Manually disabling planner methods to force different query plans is a desperate measure of last resort and typically hiding problems, plus causing more problems later. In short: don't.

The solution to your problem is a complete rewrite of the function.

Your temp tables do not have any indexes or even table statistics. You would have to run ANALYZE on each temp table manually after creation.
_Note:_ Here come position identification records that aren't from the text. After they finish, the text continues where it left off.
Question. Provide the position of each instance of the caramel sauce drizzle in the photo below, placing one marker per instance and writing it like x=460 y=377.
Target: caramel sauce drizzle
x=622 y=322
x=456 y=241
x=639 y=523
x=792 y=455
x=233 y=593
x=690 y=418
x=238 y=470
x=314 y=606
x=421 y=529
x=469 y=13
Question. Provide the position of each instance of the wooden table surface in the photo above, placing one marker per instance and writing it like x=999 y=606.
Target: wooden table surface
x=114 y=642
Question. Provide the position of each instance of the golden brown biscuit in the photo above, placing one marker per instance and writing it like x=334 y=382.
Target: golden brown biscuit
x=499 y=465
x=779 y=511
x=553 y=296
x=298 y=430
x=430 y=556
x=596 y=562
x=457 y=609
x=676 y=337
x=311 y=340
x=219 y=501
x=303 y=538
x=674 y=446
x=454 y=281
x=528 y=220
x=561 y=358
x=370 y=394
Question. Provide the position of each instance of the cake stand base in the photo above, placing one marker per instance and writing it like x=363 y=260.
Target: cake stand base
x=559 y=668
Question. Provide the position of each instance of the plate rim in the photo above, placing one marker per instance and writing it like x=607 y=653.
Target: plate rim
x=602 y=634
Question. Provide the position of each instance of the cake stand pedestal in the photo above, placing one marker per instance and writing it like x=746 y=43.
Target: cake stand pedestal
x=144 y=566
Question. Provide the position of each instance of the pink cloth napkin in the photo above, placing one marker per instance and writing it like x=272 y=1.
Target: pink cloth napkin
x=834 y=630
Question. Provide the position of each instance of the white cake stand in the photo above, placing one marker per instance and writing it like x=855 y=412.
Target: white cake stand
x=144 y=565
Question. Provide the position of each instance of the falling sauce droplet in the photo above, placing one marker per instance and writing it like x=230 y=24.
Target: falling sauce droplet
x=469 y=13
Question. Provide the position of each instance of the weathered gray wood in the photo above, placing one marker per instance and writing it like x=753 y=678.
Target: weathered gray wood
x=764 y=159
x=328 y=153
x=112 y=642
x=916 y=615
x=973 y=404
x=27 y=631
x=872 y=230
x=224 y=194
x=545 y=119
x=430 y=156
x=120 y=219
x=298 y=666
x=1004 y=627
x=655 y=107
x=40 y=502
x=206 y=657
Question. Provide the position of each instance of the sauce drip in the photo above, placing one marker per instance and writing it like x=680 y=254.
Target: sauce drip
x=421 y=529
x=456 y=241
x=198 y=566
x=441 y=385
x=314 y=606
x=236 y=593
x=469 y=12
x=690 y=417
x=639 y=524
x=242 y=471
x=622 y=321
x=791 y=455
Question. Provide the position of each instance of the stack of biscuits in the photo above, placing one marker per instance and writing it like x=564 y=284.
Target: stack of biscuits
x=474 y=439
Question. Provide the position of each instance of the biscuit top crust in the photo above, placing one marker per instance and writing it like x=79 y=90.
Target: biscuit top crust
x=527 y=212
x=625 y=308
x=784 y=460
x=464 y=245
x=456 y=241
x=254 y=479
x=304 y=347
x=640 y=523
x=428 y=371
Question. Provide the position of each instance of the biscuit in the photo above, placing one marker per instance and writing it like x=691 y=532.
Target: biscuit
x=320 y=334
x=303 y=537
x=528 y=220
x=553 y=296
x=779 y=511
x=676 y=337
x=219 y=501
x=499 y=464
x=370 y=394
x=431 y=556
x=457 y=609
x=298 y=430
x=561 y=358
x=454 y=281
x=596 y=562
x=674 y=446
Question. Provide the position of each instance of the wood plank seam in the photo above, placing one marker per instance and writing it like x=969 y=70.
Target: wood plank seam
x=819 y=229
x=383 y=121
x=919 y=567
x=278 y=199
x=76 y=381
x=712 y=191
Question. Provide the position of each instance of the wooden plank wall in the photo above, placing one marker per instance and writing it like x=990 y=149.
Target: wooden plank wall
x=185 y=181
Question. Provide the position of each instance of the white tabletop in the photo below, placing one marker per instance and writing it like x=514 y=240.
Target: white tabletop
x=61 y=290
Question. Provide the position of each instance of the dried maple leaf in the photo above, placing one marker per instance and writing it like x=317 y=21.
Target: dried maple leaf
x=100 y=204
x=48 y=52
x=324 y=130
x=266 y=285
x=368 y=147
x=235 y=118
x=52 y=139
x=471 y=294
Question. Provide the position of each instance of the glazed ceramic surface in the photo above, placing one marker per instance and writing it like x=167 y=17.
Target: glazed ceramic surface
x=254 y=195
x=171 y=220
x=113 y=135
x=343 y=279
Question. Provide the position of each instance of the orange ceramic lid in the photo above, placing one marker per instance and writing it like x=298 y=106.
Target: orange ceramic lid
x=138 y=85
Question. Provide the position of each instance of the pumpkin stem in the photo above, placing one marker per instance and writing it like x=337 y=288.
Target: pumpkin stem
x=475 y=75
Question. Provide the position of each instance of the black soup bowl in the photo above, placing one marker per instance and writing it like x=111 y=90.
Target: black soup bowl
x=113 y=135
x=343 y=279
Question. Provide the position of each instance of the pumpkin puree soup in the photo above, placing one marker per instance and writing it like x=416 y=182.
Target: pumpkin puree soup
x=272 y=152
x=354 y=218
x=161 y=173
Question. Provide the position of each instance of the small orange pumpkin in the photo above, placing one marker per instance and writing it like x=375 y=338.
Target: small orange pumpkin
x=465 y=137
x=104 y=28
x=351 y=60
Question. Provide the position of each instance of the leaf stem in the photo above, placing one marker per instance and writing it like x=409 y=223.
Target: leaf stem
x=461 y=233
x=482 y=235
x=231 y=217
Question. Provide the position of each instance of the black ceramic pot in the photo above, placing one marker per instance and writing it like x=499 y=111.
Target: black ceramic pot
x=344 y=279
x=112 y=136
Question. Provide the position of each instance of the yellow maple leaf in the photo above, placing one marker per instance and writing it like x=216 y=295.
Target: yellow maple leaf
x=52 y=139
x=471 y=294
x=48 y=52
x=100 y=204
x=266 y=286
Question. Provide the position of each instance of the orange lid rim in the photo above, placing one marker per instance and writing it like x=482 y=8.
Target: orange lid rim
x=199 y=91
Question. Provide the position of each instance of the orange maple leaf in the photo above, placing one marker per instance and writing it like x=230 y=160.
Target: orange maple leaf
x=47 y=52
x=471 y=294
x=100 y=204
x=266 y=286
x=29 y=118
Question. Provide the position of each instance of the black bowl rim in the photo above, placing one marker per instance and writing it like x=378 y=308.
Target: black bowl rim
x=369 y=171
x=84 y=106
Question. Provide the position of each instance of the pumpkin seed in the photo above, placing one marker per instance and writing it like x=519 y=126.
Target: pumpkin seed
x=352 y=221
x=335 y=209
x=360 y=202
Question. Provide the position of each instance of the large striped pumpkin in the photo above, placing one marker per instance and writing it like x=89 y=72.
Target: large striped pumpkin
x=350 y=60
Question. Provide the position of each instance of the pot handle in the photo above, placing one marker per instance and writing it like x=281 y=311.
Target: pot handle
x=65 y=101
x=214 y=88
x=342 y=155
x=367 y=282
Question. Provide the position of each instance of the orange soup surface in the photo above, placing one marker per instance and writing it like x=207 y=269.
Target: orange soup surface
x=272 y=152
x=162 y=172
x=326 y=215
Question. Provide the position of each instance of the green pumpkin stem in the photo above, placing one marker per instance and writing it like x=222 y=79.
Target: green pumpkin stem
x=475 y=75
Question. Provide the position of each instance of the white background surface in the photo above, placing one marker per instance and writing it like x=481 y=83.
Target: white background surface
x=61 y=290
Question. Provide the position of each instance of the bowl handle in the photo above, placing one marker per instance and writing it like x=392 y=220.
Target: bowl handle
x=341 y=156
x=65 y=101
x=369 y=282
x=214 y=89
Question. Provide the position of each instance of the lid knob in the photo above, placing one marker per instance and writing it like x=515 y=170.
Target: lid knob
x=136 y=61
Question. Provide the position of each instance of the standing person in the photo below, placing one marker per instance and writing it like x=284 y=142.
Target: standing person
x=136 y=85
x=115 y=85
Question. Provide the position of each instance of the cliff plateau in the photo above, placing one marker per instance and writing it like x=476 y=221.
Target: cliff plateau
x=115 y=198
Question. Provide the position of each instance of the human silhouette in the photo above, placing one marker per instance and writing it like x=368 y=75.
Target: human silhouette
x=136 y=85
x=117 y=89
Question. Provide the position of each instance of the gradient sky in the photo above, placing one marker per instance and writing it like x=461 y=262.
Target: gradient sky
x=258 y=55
And possibly create indexes. This would most probably allow (much) better query plans, but add more overhead, yet. Still just putting lipstick on a pig.

Instead, replace your complete function body with a single query using CTEs or subqueries instead of temp tables. Much less overhead, and indexes and table statistics of the underlying tables can be used. That will be much faster.

I am not going to do the rewrite for you. Too much work, and well beyond the scope of OT questions here.